We model the memory process for each item of each display according to the Variable Precision model (
van den Berg et al., 2012;
Fougnie et al., 2012), by which memories are described as a continuous resource that randomly fluctuates across items and trials.
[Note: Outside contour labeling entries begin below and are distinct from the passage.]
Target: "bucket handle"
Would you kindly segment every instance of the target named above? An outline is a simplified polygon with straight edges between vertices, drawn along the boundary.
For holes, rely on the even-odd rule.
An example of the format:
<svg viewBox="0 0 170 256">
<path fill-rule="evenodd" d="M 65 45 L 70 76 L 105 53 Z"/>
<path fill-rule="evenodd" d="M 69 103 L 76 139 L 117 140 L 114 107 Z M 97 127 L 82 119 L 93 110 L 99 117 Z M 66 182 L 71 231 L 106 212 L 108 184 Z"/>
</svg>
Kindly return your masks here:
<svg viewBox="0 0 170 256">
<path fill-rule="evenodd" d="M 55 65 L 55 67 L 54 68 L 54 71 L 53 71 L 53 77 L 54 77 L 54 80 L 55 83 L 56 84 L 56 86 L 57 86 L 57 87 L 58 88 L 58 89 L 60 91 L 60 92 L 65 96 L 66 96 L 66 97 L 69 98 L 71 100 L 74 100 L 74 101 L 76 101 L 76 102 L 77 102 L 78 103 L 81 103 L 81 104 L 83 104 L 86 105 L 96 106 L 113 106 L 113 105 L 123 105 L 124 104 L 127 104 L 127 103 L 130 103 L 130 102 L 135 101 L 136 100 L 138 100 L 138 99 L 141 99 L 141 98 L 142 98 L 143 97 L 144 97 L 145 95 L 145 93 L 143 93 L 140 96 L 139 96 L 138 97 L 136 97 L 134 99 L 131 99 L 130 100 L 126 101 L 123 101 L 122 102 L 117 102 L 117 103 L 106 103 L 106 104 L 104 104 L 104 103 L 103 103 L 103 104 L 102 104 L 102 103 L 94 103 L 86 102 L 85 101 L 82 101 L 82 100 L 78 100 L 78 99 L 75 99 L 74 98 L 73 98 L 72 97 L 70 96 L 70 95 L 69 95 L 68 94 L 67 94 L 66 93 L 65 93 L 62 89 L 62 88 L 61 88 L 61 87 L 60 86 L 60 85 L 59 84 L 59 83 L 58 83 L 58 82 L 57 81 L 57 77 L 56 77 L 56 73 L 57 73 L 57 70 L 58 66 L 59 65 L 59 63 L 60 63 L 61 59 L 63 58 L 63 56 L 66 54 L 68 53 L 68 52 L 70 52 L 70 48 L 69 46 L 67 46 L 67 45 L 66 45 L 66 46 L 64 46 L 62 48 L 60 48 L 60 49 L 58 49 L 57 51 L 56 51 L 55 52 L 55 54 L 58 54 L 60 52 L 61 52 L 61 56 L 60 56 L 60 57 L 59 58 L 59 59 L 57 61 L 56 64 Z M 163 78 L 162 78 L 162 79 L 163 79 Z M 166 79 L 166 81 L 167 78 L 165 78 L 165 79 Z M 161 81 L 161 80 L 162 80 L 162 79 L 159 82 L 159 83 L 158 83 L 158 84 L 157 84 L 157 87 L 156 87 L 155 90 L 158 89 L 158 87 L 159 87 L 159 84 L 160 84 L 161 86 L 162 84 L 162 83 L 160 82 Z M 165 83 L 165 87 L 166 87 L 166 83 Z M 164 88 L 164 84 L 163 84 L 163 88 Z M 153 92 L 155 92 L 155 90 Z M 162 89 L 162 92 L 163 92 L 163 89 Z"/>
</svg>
The noisy measurements of each item on each display,
\({\boldsymbol x} =(x_1,...,x_N)\) and
\({\boldsymbol y}=(y_1,...,y_N)\), are conditionally independent and drawn from a Von Mises distribution centered on the actual orientation presentation,
\begin{eqnarray*}
p({\boldsymbol x}|{\boldsymbol \xi };{\boldsymbol \kappa }_x) &\;=& \prod _{i=1}^{N}p(x_i|\xi _i, \kappa _{x,i})\nonumber\\
&\;=& \prod _{i=1}^N\frac{1}{2\pi I_0(\kappa _{x,i})} e^{\kappa _{x,i}\cos (x_i-\xi _i)} \nonumber \\
p({\boldsymbol y}|{\boldsymbol \phi };{\boldsymbol \kappa }_y) &\;=& \prod _{i=1}^{N}p(y_i|\phi _i, \kappa _{y,i})\nonumber \\
& \;=& \prod _{i=1}^N\frac{1}{2\pi I_0(\kappa _{y,i})} e^{\kappa _{y,i}\cos (y_i-\phi _i)}. \nonumber
\end{eqnarray*}
The
\(\kappa\)s are the concentration parameter of the Von Mises distribution and are related to the precision with which each item is remembered; a higher
\(\kappa\) corresponds to higher precision. The subscript of each
\(\kappa\) indicates which item it refers to (e.g.,
\(\kappa _{x,i}\) is concentration parameter for
\(x_i\), the
\(i{\rm th}\) item in the first stimulus presentation). We assume that memory precision varies across items, above and beyond the precision differences, due to stimulus reliability. In other words,
\(\kappa _{x,i}\) and
\(\kappa _{y,i}\) are themselves random variables, rather than single values. Rather than sampling
\(\kappa\) itself, we sample the Fisher information of the Von Mises distribution,
\(J\), from a gamma distribution:
\begin{equation*}
p(J) = \frac{1}{\Gamma \left(\frac{\bar{J}}{\tau }\right)\tau ^{\bar{J}/\tau }}J^{\frac{\bar{J}}{\tau }-1}e^{J/\tau }, \nonumber
\end{equation*}
where
\(\tau\) is the scale parameter of the gamma distribution and
\(\bar{J}\) is the mean precision. The relationship between
\(J\) and
\(\kappa\) is the following:
\begin{equation*}
J = \kappa \frac{I_1(\kappa )}{I_0(\kappa )}, \nonumber
\end{equation*}
where
\(I_0\) is a modified Bessel function of the first kind of order 0 and
\(I_1\) is a modified Bessel function of the first kind of order 1 (
van den Berg et al., 2012;
Keshvari et al., 2012). We allow the mean precision to differ across stimulus shape; the precisions of memories corresponding to low-reliability ellipses are drawn from a gamma distribution with mean
\(\bar{J}_{\rm low}\) and high-reliability ellipses with mean
\(\bar{J}_{\rm high}\). Parameter
\(\tau\) is shared across both distributions. Because items in the first display were presented earlier, there are certainly differences in the precision with which items in the first and second displays are maintained, independent of ellipse reliability. However, the amount that the first and second displays contribute to the overall measured change is extremely hard to tease apart in the model. Thus, we use one parameter per reliability and recognize that this estimate will be some average of the precisions of the first and second displays.